Will our species adapt to the challenges of the late Holocene? Or will we follow the path to extinction forged by countless other species as our Goldilocks zone transitions in preparation for the next apex predator? Imagining the multitude of plausible realities towards which we might be headed, Essenhigh wonders: “Can painting a beautiful future help make it come true? If we have a picture of what we want, can we head towards that?”
It is a Uchronic vision.
What Utopia is to place, Uchronia is to time—a speculative epoch of perfection that never was, but might yet be. Essenhigh’s Uchronia suggests a beguiling hereafter, in which the descendants of contemporary humans have taken responsibility for the stewardship of nature and successfully addressed all ecological threats to their survival. Presented as relics from the past, the paintings ask us to imagine ourselves as enlightened, Post-Human viewers 2500 years in the future, winsomely looking back on images of the beauteous, bygone era when we transcended our demons and realized our potential.
Like ancient, Roman murals, whose fractured scenes remind us that violence and mysticism was part of our past nature, Essenhigh’s Uchronic images show our progeny living in harmony with nature in a blazing world, re-telling the human story to affect our imagined destiny.
This postulatory future may be far from perfect, however.

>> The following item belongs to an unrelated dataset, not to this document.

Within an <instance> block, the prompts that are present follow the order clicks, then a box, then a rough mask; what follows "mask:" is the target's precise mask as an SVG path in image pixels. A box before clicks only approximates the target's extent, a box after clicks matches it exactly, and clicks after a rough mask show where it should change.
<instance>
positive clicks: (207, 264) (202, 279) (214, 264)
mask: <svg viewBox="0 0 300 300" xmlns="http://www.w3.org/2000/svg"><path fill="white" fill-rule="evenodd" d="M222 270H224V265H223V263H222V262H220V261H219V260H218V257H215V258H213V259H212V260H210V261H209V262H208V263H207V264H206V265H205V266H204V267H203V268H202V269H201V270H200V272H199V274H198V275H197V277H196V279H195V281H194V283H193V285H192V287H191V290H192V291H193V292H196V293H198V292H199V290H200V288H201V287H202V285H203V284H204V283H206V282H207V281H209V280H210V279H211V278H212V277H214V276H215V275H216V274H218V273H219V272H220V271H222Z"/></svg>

“The paintings do not show a complete picture,” says Essenhigh, “but rather fragments where we have to wonder how much is symbolic, how much is abstracted, or how much is literal. In The Living Room (2019), two children romp around what initially looks like an outdoor scene reminiscent of an Etruscan mural, but do they not have mouths? Was this a mutation? An improvement? Did something grotesque happen? It could look like a stylized person, but to someone in the future this could be exactly what they want to look like. This Uchronia may have problems. All these paintings show is that the biggest threat to our survival—ecological extinction—has been solved.”

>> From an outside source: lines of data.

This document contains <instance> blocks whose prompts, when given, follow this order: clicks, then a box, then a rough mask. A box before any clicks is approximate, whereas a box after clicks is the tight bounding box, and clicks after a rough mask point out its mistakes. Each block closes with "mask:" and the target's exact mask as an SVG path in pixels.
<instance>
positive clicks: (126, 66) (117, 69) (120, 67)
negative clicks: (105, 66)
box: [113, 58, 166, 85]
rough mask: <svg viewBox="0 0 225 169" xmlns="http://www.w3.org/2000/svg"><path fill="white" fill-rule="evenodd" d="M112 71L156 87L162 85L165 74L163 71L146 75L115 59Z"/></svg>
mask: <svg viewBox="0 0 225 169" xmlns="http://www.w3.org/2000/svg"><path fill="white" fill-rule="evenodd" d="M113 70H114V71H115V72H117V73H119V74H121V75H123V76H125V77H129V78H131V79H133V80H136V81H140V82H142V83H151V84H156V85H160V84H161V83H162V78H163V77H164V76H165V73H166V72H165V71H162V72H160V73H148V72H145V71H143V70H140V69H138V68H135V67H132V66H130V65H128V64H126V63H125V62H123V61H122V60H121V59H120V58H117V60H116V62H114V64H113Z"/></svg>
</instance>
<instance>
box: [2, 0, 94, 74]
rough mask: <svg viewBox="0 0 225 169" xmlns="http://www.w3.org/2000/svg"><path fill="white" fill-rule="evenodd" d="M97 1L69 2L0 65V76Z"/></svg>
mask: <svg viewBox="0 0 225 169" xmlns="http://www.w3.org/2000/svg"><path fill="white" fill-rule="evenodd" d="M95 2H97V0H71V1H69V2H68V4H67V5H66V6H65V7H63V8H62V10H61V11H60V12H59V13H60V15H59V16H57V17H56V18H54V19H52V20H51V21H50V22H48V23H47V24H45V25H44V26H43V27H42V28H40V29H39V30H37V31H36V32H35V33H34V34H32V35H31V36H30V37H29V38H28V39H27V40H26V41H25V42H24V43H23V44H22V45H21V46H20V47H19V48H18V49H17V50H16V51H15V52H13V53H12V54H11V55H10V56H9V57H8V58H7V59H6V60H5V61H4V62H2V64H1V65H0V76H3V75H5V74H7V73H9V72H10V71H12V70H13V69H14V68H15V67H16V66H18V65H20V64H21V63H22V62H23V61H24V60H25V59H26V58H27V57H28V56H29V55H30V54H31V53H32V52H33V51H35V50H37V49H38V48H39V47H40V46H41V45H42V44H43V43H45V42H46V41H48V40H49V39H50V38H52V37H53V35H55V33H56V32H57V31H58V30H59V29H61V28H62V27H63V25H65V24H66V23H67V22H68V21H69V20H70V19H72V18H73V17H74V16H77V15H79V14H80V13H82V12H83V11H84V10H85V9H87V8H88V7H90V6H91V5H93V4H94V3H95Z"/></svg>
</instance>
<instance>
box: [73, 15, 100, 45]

Contemplating ourselves as those who will see this hypothetical future as their history, we might wonder: how did—or how could—such a verdant, refined providence manifest?
“I’m not posing these pictures as definitive answers,” says Essenhigh. “I’m posing them as possibilities—a way to begin the conversation about what we want our future to look like. Some of the paintings are presented as relics, as if to implant a memory in the viewer’s subconscious. The question is, do we believe it?”